Seniors on screen are “an endangered species,” according to a new report on ageism in the movies, which found that only 11% of the speaking characters in the 100 top-grossing films of 2015 were 60 or over, though they represent 18.5% of the population.
The report from the USC Annenberg School of Communications and Journalism found that older women are far more likely than older men to be completely absent onscreen. It found that 43% of the films had no older female characters at all and 78% didn’t have any senior females in leading or supporting roles. And when the films did cast older actresses, they were outnumbered nearly 3-to-1 by their older male counterparts.
“This latter trend is the reverse of what we might expect,” the report said, “as there are more senior women living longer in the U.S. (20.2%) than there are senior men (16.7%).”
The report, titled “The Rare & the Ridiculed,” also found that the older characters were less racially diverse than in real life. Of the 4,066 speaking characters evaluated, 82.1% were white, 9.1% black, 3.6% Hispanic and 2.7% Asian.

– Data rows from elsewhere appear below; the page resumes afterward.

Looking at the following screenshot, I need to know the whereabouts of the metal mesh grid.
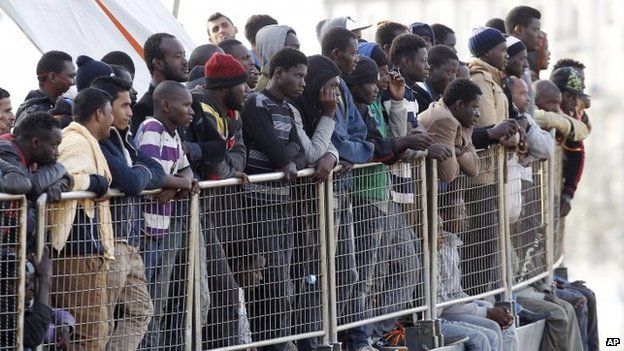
[200,177,325,350]
[0,195,25,350]
[552,147,565,262]
[506,161,548,284]
[39,195,192,350]
[330,160,426,332]
[432,147,505,303]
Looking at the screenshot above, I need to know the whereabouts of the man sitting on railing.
[345,53,438,346]
[436,204,518,351]
[91,76,165,351]
[419,79,481,183]
[240,48,308,350]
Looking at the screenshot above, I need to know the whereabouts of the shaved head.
[154,80,191,111]
[533,79,561,112]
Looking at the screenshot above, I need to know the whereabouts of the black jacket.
[15,90,56,124]
[100,127,165,246]
[412,84,435,114]
[130,84,156,134]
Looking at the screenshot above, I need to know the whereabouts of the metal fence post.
[496,146,513,301]
[324,172,338,351]
[316,182,335,345]
[544,157,559,286]
[15,196,28,350]
[184,194,201,351]
[423,159,439,320]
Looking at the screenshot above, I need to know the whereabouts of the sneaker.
[373,323,407,350]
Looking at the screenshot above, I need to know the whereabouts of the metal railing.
[0,147,562,350]
[0,194,26,350]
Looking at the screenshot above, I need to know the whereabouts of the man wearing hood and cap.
[316,16,372,41]
[410,22,436,50]
[254,24,301,91]
[182,52,251,348]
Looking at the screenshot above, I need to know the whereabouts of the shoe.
[373,323,407,350]
[444,335,470,346]
[518,309,552,326]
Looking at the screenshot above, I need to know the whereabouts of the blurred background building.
[0,0,624,346]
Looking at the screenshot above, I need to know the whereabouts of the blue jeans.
[442,319,498,351]
[443,310,518,351]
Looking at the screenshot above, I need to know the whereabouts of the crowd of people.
[0,6,599,351]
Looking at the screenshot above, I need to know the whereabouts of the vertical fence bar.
[325,172,338,350]
[316,180,334,345]
[544,157,559,286]
[15,196,28,350]
[35,193,48,351]
[423,159,439,320]
[496,147,513,301]
[184,194,201,351]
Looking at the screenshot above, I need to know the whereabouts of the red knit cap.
[204,52,247,89]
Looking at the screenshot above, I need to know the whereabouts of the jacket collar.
[468,57,503,88]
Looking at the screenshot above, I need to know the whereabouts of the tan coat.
[468,58,509,128]
[50,122,115,260]
[418,99,479,183]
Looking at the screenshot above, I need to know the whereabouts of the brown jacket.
[418,99,479,183]
[468,58,509,128]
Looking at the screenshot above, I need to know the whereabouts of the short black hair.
[245,15,277,45]
[189,44,223,69]
[208,12,234,25]
[143,33,175,74]
[375,21,407,49]
[485,17,507,34]
[269,48,308,77]
[37,50,73,82]
[321,27,357,56]
[91,76,132,103]
[388,33,427,65]
[219,39,243,55]
[505,6,542,34]
[553,57,585,72]
[100,51,135,77]
[72,88,111,124]
[431,23,455,43]
[442,78,483,106]
[13,111,61,140]
[427,45,459,67]
[109,65,132,80]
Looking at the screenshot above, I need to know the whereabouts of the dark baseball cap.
[550,67,588,96]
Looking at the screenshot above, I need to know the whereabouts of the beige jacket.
[418,99,479,183]
[535,110,590,141]
[50,122,115,260]
[468,58,509,128]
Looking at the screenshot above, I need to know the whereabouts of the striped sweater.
[135,117,189,236]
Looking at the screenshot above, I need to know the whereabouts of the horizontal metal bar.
[511,272,550,291]
[436,288,505,308]
[552,256,565,269]
[337,306,429,331]
[210,331,325,351]
[0,193,24,201]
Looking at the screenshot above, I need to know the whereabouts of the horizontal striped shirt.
[135,117,189,236]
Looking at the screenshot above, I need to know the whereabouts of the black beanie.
[468,27,505,57]
[358,42,390,68]
[76,55,114,91]
[344,55,379,86]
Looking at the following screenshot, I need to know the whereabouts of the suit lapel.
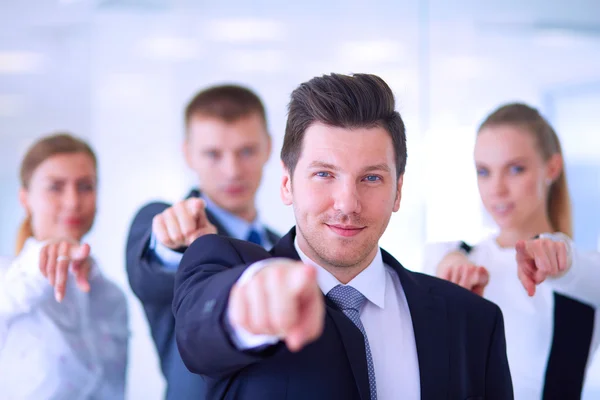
[270,227,371,400]
[382,250,450,400]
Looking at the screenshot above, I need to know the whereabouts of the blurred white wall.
[0,0,600,400]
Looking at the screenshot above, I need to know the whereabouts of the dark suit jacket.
[173,229,513,400]
[126,190,279,400]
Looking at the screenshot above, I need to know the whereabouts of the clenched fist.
[39,240,91,302]
[152,197,217,249]
[439,262,490,296]
[516,238,571,296]
[229,259,325,351]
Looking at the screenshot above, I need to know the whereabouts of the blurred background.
[0,0,600,400]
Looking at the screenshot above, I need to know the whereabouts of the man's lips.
[325,224,366,237]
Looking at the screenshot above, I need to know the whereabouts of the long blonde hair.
[15,132,97,254]
[478,103,573,237]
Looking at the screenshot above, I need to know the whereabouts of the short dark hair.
[185,85,267,127]
[281,74,406,177]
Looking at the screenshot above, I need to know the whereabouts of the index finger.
[39,245,48,278]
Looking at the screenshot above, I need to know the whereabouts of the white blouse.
[424,237,600,400]
[0,238,129,400]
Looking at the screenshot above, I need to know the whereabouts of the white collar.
[294,237,386,308]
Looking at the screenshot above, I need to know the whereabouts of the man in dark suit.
[173,74,513,400]
[126,85,279,400]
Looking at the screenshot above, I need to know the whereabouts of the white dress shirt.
[424,237,600,400]
[0,239,129,400]
[232,241,421,400]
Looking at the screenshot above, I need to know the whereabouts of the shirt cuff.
[225,259,281,350]
[148,233,183,271]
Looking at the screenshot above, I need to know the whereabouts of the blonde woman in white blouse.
[0,134,129,400]
[424,103,600,400]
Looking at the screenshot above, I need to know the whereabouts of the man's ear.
[181,138,193,169]
[19,188,29,213]
[279,161,293,206]
[393,174,404,212]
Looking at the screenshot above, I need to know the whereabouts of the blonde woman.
[0,134,128,400]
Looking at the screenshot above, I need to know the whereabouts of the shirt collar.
[294,237,386,308]
[200,193,266,240]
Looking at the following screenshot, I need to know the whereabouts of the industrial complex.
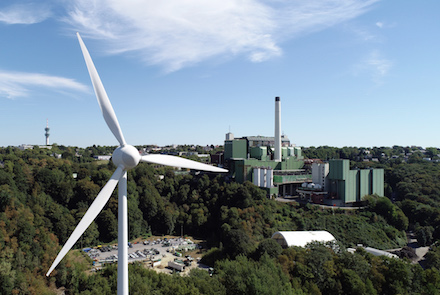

Only two of the older characters in all 100 films were identified as gay men – one white and one black, and both appeared in the same movie. “Put differently,” the report said, “not one character 60 years of age or older was coded as lesbian, bisexual or transgender across 100 films and more than 4,000 speaking roles.”
Of the 100 top-grossing films from 2015, only 10 leads or co-leads were played by actors 60 or older at the time of theatrical release, and the majority of those leads were male, with only three filled by female actors: Meryl Streep, Helen Mirren and Lin Shaye. Among the male leads, only one senior was not white – Samuel L. Jackson in The Hateful Eight.
The report also found that older male characters are far more likely than older women to hold important jobs. “Highly accomplished senior females in positions of power and authority were rare, with just nine women in these roles,” it reads. “In comparison, there were 69 older male characters with a high-clout occupation. Female role models for younger and older viewers were difficult to find in film.”
The report also found that ageist comments were made in more than half the films that featured senior characters in leading and supporting roles. The comments included: “Old-ass gangster,” “We’re about to give these old bitches a nice little serving of youth” and “That senior bus was running late, huh?”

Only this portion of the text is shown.